My reports purpose is to advise someone with less time that they have enough data to run an accurate gaussian process. I planning on looking at percentage changes between RMSE to give a numerical point at which this occurs.
Questions
- This method does not seem to have much confidence to it and I am looking for other possible suggestions on what I could do.
- I would like to also run predictive points at points I do not have initial data training points (I have the code to run this) and quantify the accuracy of this, to my understanding I can’t use the RMSE as I haven’t always got actual data to compare the predictive points to. I was thinking of summing the variance of the predictive points for each time and plotting this against number of data training points. But also open to other suggestions.
- If there are any other goodness of fit methods which could be appropriate
- On another topic, I have standard deviations for my actual data set produced from the fitting and experimental process. I am currently trying to prove these are random and therefore just scalers using a runs test, however if I cannot would it be appropriate to add it to this line on the noise section or is that statistically wrong?
y_ = gp.marginal_likelihood(“y”,X=x,y=y, noise=s+error)
My code is below, it runs a gaussian process in a loop for different numbers of training points and then stores the information about data training points and the RMSE.
Thank you! Sorry for all the questions quite new to python.
import pandas, numpy, seaborn
import matplotlib.pyplot as plt
import pymc3 as pm
import arviz as az
import numpy as np
seaborn.set_style('white')
#Setting up X_new, this doesnt need to change X_new values always the same
actual_data = pandas.read_csv('exported_stress_fsw_311.csv')
actual_data = actual_data[actual_data['load']==0]
actual_data = actual_data[actual_data['y']==0]
X_new = actual_data['x'].to_numpy()
X_new = X_new[:,None]
ss = 's12'
datam = pandas.read_csv('exported_stress_fsw_311.csv')
datam = datam[datam['load']==25]
y0 = datam[datam['y']==0]
y0 = y0[ss].to_numpy()
y10 = datam[datam['y']==10]
y10 = y10[ss].to_numpy()
y20 = datam[datam['y']==20]
y20 = y20[ss].to_numpy()
y60 = datam[datam['y']==60]
y60 = y60[ss].to_numpy()
mean_actual = (y0+y10+y20+y60)/4
n1 = []
n2 = []
data = pandas.read_csv('exported_stress_fsw_311.csv')

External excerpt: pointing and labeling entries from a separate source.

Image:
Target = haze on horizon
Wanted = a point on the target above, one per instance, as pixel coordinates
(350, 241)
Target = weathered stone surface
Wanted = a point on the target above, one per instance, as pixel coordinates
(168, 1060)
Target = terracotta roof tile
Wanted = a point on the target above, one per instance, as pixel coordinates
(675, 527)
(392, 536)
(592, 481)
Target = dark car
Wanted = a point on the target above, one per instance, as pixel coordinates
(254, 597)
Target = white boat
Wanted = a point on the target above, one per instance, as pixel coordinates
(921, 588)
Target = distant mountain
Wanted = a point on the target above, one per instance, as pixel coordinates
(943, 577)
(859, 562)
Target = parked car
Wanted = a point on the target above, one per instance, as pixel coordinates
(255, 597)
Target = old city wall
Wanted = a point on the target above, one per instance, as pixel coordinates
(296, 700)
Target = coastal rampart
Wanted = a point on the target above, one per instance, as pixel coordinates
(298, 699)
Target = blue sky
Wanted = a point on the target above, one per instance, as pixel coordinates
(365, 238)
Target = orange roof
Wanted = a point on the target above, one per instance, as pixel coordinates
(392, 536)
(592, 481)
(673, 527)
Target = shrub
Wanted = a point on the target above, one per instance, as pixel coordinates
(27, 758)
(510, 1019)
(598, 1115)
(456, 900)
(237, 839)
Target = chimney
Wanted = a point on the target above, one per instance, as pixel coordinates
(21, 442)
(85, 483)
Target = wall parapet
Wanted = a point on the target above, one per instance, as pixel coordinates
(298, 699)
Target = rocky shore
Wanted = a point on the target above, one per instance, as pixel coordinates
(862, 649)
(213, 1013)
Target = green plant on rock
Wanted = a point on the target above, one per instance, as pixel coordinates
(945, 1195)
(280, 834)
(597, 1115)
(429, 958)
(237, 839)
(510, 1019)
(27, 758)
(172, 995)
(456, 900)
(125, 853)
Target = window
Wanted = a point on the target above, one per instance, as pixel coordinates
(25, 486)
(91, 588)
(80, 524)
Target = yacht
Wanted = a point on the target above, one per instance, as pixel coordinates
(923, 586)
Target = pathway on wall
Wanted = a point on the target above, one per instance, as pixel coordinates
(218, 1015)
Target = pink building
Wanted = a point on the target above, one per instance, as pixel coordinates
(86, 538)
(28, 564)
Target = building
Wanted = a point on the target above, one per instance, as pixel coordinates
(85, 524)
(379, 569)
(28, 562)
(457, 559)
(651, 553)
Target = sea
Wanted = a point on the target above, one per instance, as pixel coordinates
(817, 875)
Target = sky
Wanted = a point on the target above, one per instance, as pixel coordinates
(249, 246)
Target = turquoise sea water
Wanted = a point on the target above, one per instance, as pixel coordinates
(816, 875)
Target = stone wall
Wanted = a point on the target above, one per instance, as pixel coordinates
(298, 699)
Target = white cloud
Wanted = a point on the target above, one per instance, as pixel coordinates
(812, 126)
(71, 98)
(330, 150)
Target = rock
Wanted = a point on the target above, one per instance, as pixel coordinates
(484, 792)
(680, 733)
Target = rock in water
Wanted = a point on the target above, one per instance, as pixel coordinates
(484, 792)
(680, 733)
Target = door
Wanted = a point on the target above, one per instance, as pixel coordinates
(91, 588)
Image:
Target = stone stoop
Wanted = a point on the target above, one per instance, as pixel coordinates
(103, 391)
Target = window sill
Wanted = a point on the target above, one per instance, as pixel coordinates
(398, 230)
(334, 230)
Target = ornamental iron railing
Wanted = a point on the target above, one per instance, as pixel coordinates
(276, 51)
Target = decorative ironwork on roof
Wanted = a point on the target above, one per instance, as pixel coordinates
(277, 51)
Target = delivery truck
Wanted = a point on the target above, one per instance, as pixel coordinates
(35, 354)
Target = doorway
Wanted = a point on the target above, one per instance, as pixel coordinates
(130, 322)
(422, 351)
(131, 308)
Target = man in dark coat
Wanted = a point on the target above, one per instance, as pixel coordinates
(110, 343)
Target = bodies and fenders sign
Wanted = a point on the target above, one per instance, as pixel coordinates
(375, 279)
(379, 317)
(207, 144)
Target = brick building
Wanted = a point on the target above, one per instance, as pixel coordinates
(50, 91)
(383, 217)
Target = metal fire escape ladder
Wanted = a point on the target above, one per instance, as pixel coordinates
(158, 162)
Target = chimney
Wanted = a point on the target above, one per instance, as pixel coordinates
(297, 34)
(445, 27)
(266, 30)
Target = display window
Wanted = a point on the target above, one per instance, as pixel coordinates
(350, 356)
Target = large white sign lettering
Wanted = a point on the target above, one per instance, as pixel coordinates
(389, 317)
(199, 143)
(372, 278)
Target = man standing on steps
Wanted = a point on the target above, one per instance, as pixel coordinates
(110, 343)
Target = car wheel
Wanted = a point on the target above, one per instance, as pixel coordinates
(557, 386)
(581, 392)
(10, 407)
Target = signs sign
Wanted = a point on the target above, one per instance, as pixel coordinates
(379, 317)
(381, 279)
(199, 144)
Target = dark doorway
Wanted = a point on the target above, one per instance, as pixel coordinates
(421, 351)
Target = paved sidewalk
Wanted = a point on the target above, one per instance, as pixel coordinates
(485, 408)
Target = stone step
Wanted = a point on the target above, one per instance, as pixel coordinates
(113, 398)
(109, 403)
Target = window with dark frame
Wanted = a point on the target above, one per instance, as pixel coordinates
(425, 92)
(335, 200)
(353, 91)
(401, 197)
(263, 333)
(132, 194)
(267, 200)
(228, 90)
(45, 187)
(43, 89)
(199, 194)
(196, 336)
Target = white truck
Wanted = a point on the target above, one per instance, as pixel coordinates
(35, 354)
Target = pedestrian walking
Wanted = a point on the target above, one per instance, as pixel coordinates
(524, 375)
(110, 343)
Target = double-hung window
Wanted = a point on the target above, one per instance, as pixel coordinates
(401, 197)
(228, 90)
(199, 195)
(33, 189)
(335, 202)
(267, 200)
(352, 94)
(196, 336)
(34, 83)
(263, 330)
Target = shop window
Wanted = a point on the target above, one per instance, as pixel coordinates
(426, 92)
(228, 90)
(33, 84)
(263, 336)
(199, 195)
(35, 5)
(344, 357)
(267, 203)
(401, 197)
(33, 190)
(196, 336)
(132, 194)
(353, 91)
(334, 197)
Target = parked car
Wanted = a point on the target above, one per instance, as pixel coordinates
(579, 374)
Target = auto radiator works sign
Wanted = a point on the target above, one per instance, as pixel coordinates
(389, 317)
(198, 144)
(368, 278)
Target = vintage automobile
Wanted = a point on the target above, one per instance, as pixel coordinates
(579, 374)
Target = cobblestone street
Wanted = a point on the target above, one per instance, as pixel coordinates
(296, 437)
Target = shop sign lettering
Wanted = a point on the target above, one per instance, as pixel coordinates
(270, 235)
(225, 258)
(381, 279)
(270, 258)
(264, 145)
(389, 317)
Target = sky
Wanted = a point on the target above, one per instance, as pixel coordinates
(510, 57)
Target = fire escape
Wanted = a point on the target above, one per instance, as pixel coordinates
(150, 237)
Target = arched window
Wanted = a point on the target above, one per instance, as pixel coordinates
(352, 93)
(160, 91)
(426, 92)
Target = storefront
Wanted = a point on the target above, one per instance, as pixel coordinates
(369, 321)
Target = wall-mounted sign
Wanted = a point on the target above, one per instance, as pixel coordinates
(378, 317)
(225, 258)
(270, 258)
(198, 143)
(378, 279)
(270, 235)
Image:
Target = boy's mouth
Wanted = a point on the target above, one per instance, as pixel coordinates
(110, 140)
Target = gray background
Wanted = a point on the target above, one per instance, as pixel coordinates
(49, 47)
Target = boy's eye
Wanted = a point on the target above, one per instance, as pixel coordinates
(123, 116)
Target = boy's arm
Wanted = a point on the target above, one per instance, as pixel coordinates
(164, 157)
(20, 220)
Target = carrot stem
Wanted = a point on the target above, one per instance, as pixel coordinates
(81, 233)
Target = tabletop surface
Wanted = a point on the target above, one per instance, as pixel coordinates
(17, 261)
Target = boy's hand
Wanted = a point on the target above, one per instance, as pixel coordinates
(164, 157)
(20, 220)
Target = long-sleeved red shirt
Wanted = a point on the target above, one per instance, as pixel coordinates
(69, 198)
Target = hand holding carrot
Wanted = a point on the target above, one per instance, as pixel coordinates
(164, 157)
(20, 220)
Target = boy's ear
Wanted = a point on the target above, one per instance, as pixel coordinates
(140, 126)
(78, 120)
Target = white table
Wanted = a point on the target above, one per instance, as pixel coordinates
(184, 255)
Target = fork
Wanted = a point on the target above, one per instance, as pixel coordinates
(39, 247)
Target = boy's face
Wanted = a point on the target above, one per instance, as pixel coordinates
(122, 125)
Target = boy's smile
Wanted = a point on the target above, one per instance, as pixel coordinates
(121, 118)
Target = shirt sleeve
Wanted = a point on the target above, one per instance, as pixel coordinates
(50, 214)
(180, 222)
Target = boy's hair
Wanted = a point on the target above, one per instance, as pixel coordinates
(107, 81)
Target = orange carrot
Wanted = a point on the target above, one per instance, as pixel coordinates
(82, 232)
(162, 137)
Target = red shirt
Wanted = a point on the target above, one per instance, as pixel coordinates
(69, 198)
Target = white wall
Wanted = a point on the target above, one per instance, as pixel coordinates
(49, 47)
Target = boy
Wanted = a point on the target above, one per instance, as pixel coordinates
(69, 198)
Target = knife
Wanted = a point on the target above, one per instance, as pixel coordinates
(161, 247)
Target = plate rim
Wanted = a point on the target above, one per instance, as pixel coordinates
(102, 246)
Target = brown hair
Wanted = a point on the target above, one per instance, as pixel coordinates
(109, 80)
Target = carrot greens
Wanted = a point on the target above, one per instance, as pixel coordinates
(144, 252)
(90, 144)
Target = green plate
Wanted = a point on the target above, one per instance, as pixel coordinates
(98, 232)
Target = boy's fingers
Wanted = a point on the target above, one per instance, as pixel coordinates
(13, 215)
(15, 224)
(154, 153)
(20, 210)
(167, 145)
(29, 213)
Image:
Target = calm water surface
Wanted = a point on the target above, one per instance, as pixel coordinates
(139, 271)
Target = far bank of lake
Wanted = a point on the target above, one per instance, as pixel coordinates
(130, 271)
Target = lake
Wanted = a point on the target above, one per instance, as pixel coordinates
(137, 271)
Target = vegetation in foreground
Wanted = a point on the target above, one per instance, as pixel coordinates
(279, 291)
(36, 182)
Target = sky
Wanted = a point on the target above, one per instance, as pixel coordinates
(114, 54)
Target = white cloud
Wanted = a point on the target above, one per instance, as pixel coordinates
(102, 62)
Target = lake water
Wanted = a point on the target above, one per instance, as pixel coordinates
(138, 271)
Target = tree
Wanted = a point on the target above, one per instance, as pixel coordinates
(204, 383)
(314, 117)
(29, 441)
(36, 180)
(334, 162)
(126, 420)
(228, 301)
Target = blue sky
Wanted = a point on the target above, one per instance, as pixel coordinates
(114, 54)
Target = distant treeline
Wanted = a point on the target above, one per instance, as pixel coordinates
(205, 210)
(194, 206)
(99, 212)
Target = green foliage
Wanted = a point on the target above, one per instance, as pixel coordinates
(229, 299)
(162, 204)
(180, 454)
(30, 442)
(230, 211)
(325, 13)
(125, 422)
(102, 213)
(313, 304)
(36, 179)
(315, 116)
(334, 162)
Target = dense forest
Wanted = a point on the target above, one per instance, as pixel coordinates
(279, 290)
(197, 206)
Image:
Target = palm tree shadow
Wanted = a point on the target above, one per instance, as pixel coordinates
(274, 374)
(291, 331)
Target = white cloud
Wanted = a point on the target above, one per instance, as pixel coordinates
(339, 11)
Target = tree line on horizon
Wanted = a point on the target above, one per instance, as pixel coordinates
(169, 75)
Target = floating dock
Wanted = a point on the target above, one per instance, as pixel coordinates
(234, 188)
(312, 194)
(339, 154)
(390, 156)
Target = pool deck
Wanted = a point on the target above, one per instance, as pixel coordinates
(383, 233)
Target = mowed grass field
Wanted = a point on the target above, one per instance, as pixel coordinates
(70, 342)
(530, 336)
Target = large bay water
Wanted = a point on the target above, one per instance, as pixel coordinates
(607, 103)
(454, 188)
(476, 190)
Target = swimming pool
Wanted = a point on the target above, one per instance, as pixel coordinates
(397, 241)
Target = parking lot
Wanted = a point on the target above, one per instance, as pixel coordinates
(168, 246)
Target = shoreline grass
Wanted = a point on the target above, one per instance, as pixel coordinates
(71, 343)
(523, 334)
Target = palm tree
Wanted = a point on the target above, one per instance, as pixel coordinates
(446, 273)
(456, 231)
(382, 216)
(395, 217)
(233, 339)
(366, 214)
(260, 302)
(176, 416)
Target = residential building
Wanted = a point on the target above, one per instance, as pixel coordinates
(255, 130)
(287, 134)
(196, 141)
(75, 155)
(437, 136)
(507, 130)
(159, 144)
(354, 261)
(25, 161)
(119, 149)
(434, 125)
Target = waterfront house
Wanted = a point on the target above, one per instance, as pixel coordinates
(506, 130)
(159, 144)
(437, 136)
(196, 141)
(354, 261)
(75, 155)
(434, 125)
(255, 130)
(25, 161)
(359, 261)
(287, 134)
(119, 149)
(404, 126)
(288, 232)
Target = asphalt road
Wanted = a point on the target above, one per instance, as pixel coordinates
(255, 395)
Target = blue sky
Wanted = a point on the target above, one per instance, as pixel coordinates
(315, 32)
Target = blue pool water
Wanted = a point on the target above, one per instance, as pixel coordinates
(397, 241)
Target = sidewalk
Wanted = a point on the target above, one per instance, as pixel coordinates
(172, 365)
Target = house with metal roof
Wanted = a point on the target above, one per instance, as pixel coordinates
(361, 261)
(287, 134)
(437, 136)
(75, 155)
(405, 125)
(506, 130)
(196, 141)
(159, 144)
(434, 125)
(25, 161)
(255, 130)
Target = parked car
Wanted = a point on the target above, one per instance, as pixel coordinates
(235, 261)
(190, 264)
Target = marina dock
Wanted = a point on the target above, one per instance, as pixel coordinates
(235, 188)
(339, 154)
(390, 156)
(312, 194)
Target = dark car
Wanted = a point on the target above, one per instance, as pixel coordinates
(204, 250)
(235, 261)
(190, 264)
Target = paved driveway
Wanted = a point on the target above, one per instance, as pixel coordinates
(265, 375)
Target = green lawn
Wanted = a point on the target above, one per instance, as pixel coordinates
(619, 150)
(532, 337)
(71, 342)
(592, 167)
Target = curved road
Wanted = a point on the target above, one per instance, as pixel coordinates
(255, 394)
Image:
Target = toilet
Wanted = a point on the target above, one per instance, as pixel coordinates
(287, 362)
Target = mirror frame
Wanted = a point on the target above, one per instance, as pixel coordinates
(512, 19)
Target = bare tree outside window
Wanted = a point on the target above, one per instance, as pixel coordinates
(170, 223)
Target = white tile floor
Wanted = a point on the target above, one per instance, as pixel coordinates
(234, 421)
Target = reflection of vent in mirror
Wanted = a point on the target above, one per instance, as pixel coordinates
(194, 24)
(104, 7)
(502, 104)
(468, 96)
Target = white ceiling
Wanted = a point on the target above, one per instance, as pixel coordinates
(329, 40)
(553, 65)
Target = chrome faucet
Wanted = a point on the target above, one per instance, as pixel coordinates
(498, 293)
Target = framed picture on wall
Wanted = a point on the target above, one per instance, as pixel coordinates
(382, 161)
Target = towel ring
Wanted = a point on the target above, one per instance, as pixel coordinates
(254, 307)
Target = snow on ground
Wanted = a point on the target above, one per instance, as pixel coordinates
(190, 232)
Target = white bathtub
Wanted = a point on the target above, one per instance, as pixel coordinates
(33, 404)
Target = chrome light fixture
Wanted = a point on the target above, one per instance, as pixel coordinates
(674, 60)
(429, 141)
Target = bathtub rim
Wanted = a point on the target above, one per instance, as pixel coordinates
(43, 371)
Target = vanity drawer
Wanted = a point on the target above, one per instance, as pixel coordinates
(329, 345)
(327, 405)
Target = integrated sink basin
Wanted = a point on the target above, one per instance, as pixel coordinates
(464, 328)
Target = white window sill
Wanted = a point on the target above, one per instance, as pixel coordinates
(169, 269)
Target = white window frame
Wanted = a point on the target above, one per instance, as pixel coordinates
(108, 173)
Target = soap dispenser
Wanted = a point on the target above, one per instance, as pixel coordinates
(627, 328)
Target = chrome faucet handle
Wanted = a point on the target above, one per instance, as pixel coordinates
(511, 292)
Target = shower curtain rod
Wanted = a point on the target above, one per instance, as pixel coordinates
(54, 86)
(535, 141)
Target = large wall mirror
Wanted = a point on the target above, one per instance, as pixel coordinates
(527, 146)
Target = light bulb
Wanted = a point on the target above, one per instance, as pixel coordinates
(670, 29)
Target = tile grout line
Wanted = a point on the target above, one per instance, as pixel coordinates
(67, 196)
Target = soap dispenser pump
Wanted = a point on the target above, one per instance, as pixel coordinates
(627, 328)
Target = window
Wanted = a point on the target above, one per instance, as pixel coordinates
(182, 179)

data = data[data['load']==25]
for z in range(1,6):
data = data[::z]
x = data['x'].to_numpy()
y = data[ss].to_numpy()
x = x[:,None]
length = len(data)
with pm.Model() as model:
#shape
l = pm.Gamma("l", alpha=2, beta=1)
#Noise
n = pm.HalfCauchy("n",beta=5)
#Covariance
cov = n ** 2 * pm.gp.cov.Matern52(1,l)
#Specify the GP, the default mean function is zero in this case as not specified
gp = pm.gp.Marginal(cov_func=cov)
#Placing priors over the function
s = pm.HalfCauchy("s",beta=5)
#Marginal likelihood method fits the model
y_ = gp.marginal_likelihood("y",X=x,y=y, noise=s)
#Find the parameters that best fit the data
#mp = pm.find_MAP()
trace = pm.sample()
#.conditional distribition for predictions given the X_new values
f_pred = gp.conditional("f_pred",X_new)
#Predict the distribution of samples on the new x values
pred_samples = pm.sample_posterior_predictive(trace, var_names= ['f_pred'],samples=2000)
meanpred = np.mean(pred_samples['f_pred'], axis=0)
dif = meanpred - mean_actual
sqdif = np.square(dif)
sumdif = np.sum(sqdif)
div = sumdif / 33
RMSE = np.sqrt(div)
n2.append(RMSE)
n1.append(length)
plt.plot(n1,n2,'-o')
plt.xlabel('Number of actual data points')
plt.ylabel('RMSE')